Studies on the application of OAE at peak pressure in newborns are scarce, with the exception of the study by Beck et al. [
20], which deals with the application of DPOAE, and the study by Zimatore et al. [
15], which evaluated TEOAE in 294 newborn ears, using the same parameters as the current study. However, Zimatore et al. did not find any FAIL results, except for reasons of high noise due to the movement of the newborns, and concluded that pressurizing TEOAE generates responses with relatively higher S/N ratios in the range of 0.87 to 4.97 kHz. In the same way as our data, they confirmed that pressurization was effective in increasing TEOAE S/N values in newborns with altered ME pressure, allowing them to be included in the PASS group after pressurization.
4.2. Final Considerations
In our study, we found that WBT was effective in identifying conductive alterations in newborns, and when used in conjunction with pressurization of the EAM, the technique can be useful for improving the capture rates of TEOAE. Therefore, in cases where there is a failure in an OAE result, together with a decrease in absorbance, it is suggested that the conditions of the middle ear be analyzed using WBT, and TEOAE recaptured under the PP condition. Such a testing method can eliminate the need to return for a retest.
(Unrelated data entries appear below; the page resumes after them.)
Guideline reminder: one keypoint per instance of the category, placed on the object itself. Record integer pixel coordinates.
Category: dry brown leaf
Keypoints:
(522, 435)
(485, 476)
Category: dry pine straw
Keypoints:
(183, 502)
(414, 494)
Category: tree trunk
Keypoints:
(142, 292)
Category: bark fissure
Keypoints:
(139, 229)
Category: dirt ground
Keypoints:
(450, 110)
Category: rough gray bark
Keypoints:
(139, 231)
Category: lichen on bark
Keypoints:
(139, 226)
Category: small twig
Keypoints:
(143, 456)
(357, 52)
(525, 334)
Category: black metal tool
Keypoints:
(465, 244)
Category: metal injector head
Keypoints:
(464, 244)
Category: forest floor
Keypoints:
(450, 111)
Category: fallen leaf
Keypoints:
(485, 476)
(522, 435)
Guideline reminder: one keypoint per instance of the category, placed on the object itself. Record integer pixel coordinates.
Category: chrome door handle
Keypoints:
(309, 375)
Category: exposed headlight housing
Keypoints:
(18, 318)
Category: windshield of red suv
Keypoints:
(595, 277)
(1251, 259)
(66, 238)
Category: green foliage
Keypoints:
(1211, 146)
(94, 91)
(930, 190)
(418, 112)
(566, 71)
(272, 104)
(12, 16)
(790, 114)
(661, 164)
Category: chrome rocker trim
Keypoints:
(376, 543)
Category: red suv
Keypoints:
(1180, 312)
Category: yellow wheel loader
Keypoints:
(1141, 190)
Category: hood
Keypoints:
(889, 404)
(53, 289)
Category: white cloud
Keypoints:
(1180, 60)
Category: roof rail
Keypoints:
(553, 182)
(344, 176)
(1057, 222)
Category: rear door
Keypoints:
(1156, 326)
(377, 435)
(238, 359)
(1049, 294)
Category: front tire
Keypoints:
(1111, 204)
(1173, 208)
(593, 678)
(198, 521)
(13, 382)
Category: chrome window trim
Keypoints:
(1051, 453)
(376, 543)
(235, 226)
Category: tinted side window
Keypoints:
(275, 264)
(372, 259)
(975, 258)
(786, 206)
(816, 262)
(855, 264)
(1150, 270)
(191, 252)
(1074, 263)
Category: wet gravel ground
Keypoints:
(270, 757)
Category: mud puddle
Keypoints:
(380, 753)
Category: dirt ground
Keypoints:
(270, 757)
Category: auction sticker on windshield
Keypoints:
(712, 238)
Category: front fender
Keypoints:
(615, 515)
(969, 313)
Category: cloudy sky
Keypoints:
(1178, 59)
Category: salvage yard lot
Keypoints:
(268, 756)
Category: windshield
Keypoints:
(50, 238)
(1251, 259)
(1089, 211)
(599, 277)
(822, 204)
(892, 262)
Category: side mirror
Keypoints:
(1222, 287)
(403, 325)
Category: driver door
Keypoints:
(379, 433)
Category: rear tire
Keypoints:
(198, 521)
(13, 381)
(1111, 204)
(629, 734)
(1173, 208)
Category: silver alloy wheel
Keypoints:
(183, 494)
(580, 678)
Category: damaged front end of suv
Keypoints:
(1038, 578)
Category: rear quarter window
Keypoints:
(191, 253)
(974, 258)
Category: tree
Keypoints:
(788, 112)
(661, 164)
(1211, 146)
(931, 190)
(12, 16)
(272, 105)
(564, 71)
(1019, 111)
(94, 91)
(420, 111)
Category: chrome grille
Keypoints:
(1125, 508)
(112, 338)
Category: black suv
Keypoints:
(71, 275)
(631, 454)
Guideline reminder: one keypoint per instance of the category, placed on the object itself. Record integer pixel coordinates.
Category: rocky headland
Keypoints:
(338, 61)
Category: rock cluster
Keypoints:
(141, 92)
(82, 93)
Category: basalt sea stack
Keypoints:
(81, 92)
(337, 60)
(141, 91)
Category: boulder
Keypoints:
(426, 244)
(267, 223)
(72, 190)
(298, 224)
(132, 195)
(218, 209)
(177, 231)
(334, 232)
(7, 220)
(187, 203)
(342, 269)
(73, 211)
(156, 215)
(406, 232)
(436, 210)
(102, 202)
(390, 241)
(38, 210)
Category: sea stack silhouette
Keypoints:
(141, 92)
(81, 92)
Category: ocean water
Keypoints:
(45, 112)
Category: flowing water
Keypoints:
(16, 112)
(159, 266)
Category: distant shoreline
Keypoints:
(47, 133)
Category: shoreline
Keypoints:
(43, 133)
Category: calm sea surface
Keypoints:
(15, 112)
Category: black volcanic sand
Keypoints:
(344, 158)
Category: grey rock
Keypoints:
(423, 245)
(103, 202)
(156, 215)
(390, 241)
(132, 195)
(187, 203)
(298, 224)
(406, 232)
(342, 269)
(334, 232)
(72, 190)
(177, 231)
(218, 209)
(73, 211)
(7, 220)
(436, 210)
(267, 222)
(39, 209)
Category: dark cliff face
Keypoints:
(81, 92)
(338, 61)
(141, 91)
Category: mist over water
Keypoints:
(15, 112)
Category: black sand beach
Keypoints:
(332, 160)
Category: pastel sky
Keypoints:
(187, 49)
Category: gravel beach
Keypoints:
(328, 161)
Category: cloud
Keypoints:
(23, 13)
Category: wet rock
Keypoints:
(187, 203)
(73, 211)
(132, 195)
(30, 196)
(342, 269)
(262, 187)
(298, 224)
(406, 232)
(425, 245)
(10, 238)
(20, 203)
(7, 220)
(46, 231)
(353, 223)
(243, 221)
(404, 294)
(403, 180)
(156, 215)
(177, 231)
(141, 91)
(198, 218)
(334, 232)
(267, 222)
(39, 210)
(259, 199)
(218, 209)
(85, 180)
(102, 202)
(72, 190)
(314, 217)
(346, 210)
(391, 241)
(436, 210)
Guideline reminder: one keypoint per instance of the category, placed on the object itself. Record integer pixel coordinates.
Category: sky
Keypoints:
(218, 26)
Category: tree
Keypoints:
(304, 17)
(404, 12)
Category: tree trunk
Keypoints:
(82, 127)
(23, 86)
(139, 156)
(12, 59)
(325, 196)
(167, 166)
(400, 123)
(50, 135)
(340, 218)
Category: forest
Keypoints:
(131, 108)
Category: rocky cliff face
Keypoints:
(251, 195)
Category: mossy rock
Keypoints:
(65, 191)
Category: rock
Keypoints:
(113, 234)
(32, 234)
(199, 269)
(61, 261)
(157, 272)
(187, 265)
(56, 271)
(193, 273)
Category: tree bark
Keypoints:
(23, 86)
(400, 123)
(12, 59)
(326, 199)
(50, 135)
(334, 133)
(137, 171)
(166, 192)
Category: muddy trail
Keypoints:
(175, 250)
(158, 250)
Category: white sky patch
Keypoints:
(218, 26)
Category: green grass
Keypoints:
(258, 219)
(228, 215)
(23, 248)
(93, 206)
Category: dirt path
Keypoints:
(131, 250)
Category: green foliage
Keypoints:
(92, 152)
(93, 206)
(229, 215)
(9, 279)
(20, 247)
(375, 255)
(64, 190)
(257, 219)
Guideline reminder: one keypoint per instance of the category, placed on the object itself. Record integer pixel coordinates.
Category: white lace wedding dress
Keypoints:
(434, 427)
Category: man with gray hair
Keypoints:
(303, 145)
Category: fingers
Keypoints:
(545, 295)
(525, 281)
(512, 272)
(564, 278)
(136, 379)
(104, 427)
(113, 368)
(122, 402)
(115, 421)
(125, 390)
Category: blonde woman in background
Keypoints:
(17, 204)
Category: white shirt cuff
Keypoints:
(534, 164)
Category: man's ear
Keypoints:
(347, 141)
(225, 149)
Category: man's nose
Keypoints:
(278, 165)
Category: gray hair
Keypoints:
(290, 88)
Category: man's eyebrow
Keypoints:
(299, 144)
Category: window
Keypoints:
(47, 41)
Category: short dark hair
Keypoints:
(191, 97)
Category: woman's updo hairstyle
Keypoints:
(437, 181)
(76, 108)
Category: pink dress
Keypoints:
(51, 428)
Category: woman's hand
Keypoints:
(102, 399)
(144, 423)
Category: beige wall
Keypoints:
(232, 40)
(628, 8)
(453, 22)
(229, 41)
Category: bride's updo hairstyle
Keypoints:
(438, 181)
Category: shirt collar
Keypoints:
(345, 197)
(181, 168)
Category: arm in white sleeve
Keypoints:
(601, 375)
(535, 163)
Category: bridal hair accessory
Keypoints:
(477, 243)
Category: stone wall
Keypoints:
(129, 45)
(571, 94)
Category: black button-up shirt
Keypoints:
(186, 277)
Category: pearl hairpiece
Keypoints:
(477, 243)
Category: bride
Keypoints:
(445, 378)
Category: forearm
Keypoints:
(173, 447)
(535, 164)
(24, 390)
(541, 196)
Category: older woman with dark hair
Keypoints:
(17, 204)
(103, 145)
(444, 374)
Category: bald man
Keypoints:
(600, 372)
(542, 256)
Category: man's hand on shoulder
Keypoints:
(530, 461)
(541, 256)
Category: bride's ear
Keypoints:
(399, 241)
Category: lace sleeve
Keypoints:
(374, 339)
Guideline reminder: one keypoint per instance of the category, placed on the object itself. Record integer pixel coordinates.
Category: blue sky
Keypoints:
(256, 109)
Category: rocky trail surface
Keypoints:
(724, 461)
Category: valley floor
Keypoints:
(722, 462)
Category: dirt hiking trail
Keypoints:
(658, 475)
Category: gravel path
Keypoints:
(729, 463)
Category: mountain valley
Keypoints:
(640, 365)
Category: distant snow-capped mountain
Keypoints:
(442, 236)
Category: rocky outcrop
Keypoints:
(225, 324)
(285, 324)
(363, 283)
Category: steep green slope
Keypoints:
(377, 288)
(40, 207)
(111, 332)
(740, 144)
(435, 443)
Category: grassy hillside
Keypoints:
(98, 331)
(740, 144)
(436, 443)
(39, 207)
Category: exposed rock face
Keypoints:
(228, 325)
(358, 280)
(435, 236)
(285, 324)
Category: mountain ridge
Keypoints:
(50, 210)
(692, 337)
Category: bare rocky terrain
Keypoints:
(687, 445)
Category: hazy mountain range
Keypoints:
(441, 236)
A reduction in retest rates will help to reduce anxiety in parents and avoid not having a follow-up for newborns who do not return for reevaluation.
We therefore suggest the following:
- -
Introducing WBT measurements in NHS programs whenever possible;
- -
That newborns who fail the initial NHS be reevaluated before discharge by means of pressurized TEOAE;
- -
Newborns who PASS the screening after pressurization should be discharged from the NHS, together with instructions about treating middle ear conditions;
- -
Newborns who continue to fail the screening after pressurization should be evaluated in terms of their middle ear conditions, and if adequate absorbance values are observed, they should be referred directly for audiological diagnosis.
We also emphasize the need for similar studies to be carried out on larger samples in order to improve knowledge about the technology of pressurized TEOAE in newborns.